Date de publication : 4 mars 2024

2024 est une année atypique, la moitié de la population mondiale se voyant proposer de voter. Pour les marchés financiers, la présidentielle américaine du 5 novembre fera l’objet de toutes les attentions et de toutes les spéculations. La situation pourrait encore évoluer mais, à ce stade, l’actuel Président J.Biden et son prédécesseur D.Trump devraient une nouvelle fois s’affronter. Si une continuité politique et économique est logiquement présumée en cas de réélection de J.Biben, l’hypothèse d’un retour au pouvoir de D.Trump ouvrirait en revanche largement le champ des possibles. L’incertitude étant l’ennemi de l’investisseur, il convient alors de s’interroger de la façon la plus objective possible sur les éventuelles conséquences d’une élection de D.Trump.

Demandez le programme !

La présidence de D.Trump a révélé à quel point ce dernier pouvait être imprévisible et « hors normes », et il n’est pas certain qu’un second mandat serait une simple extension du premier.

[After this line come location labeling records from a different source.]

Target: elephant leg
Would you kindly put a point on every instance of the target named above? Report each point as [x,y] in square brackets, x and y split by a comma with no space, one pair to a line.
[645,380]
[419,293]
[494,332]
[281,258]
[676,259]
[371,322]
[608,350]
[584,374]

L’actuelle campagne présidentielle menée par D.Trump ne s’appuie sur aucun véritable programme, et n’est pas force de propositions : c’est principalement un positionnement d’opposition et de dénigrement systématique à l’encontre de tout ce que J.Biden a cherché à construire durant son mandat.

L’immigration

Le sujet est un classique du débat entre Démocrates et Républicains. Avec la COVID, et donc sous le mandat de D.Trump, les flux migratoires avaient été stoppés pour des motifs sanitaires. Toutefois, avant même cet événement exceptionnel, D.Trump avait déjà adopté diverses mesures restrictives : entamer la construction d’un « mur » à la frontière mexicaine, appliquer un filtrage étroit des étudiants étrangers (chinois notamment)… L’Administration Biden a pour sa part rouvert les flux migratoires, effet logique de la fin de la COVID. L’attaque de D.Trump sur le thème d’une immigration incontrôlée que, lui, serait en revanche à même de maîtriser est cohérente avec les vues conservatrices de l’électorat Républicain. Un strict frein migratoire poserait toutefois des problèmes aux entreprises américaines, de très nombreux secteurs souffrant déjà d’importantes pénuries de main-d’œuvre qualifiée, pénalisant d’autant la croissance économique potentielle du pays. La seconde conséquence est que l’inflation, au travers des coûts salariaux, pourrait perdurer et peser alors sur les marges bénéficiaires des entreprises ne disposant pas du « pricing power » suffisant pour répercuter ces coûts au client final. Par ailleurs, une éventuelle résurgence de l’inflation par les salaires et un plein emploi persistant pourraient tous deux compromettre l’hypothèse aujourd’hui consensuelle d’une politique monétaire accommodante par la Banque centrale américaine (FED). Le principal bénéfice d’une politique migratoire restrictive serait de conforter le revenu des ménages américains au travers de la dynamique salariale, ce qui devrait se traduire favorablement dans leur consommation, soutenant d’autant la croissance économique du pays : les ⅔ du PIB américain reposent sur la consommation des ménages.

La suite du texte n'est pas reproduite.